Glycogen Storage Disease Type I

Information about Glycogen Storage Disease Type I: characteristics, related genes and pathways, plus antibodies you can use for research. This page is being enriched constantly, if you see some information you would like this page to include please send your suggestions to us.

Overview of Glycogen Storage Disease Type I

Most recent studies have shown that Glycogen Storage Disease Type I shares some biological mechanisms with acidosis, adenoma, carcinoma, glucose-6-phosphate-transport-defect, glucosephosphate-dehydrogenase-deficiency, glycogen-storage-disease, glycogen-storage-disease-type-iii, hepatomegaly, hyperlipidemia, hyperuricemia, hypoglycemia, inborn-errors-of-metabolism, infective-disorder, kidney-diseases, liver-carcinoma, liver-diseases, liver-neoplasms, metabolic-diseases, neoplasms, storage-disease.

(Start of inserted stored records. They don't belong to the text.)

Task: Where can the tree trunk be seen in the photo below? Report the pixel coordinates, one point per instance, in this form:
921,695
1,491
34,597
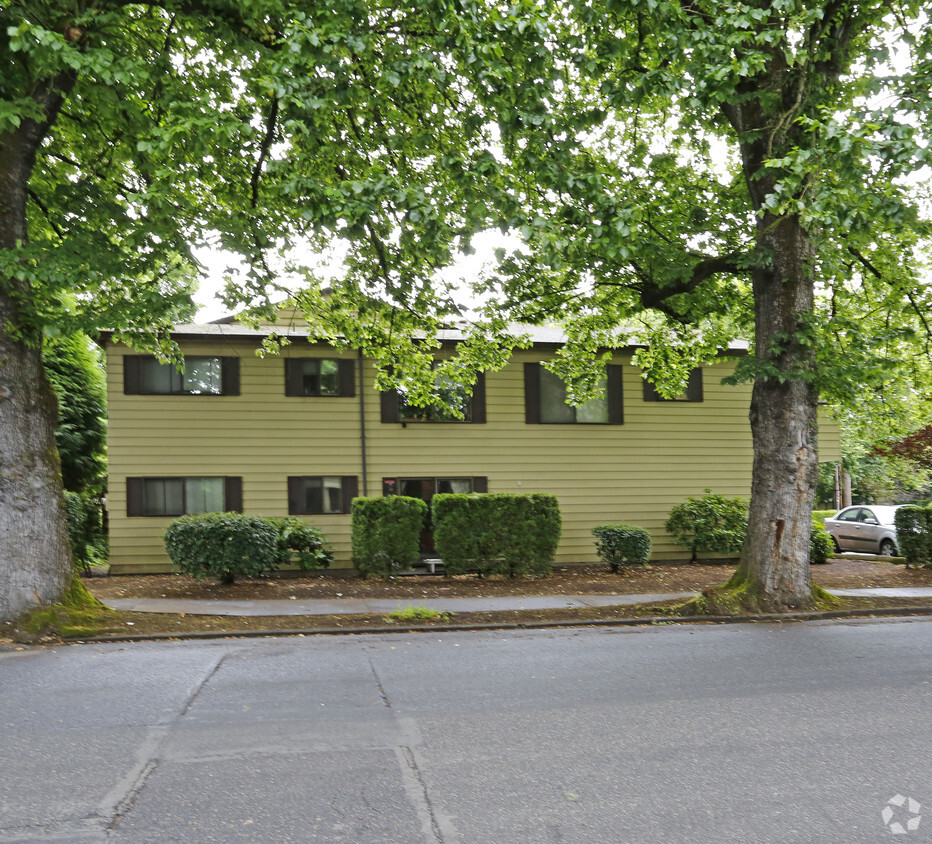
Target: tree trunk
774,569
35,556
35,563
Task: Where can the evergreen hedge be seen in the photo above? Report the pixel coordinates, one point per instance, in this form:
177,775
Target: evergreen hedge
622,545
386,533
231,545
914,534
496,533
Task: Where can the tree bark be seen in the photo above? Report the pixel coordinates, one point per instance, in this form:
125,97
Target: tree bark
35,555
774,569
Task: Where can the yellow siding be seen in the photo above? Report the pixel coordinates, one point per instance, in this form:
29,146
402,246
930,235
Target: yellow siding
601,473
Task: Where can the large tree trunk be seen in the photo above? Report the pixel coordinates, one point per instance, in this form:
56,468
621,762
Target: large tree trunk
35,556
774,569
35,564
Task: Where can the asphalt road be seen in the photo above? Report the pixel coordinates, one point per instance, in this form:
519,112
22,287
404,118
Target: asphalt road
752,733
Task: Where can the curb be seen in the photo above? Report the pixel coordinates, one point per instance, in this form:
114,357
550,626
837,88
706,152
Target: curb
646,621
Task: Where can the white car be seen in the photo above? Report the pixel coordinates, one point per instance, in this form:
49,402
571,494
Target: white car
867,528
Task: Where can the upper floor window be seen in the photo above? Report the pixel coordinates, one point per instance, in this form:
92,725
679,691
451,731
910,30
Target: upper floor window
200,376
311,495
545,397
395,408
180,496
692,392
319,377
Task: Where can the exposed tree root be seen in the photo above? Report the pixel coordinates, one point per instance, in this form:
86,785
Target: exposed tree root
740,597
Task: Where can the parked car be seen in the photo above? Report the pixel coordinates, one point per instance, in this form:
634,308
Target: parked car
864,528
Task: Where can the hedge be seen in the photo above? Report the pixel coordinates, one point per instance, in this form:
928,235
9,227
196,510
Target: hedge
622,545
386,533
914,534
231,545
496,533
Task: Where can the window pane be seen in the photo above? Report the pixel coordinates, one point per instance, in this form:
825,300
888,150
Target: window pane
155,377
553,406
202,376
203,495
163,497
595,410
333,495
329,378
459,486
313,496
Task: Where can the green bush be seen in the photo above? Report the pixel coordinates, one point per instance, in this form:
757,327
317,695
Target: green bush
85,530
301,544
386,533
622,545
496,533
914,534
821,546
710,523
222,545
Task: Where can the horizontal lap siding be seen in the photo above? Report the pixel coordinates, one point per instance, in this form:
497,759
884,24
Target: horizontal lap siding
635,472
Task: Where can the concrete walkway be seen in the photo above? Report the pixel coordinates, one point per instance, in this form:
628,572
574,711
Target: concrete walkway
361,606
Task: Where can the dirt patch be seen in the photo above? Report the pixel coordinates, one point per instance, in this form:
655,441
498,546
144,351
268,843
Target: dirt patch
588,580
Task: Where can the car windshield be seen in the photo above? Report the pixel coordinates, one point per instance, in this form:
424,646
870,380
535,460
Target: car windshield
883,514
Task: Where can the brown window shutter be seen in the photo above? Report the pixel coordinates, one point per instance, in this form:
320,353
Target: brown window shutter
347,377
134,497
132,382
390,406
229,368
477,403
614,394
350,485
233,494
295,497
532,393
650,392
694,385
293,382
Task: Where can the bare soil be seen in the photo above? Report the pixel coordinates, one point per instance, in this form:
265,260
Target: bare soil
588,580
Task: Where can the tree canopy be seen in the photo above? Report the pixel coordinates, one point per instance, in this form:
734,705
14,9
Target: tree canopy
686,171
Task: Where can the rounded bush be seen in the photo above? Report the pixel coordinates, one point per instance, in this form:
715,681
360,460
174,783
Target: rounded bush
222,545
709,523
386,533
622,545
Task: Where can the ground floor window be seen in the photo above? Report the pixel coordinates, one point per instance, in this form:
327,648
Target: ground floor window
311,495
180,496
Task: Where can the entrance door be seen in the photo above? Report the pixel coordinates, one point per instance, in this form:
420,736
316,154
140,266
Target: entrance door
426,489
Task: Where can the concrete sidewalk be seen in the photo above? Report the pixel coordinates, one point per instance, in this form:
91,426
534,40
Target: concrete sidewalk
361,606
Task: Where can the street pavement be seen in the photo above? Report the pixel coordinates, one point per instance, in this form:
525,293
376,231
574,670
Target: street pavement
795,732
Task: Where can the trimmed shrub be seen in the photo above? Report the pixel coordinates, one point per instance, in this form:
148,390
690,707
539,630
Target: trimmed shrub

Among the many pathways, these few ones have gauged particular interests from scientists studying Glycogen Storage Disease Type I, and have been seen in publications frequently: Bone Maturation, Chemotaxis, Excretion, Fatty Acid Oxidation, Glomerular Filtration, Gluconeogenesis, Glucose Homeostasis, Glucose Transport, Glucose-6-phosphate Transport, Glycolysis, Glycosylation, Insulin Secretion, Localization, Neutrophil Chemotaxis, Pathogenesis, Phagocytosis, Respiratory Burst, Secretion, Transport, Urea Cycle

Quite a number of genes have been found to play important roles in Glycogen Storage Disease Type I, such as AFP, ALB, ATP8A2, BTD, CSF2, CSF3, G6PC, G6PC3, G6PD, GCG, INS, PHKA2, SLC25A5, SLC37A4, UBL4A. See what Boster has to offer for the research of these genes by clicking the gene name links below and view a more detailed info card/product listing for that gene.

In a later update, we will include information such as current drugs and therapy solutions as well as on-going and past clinical trials for this disease. Plesae stay updated.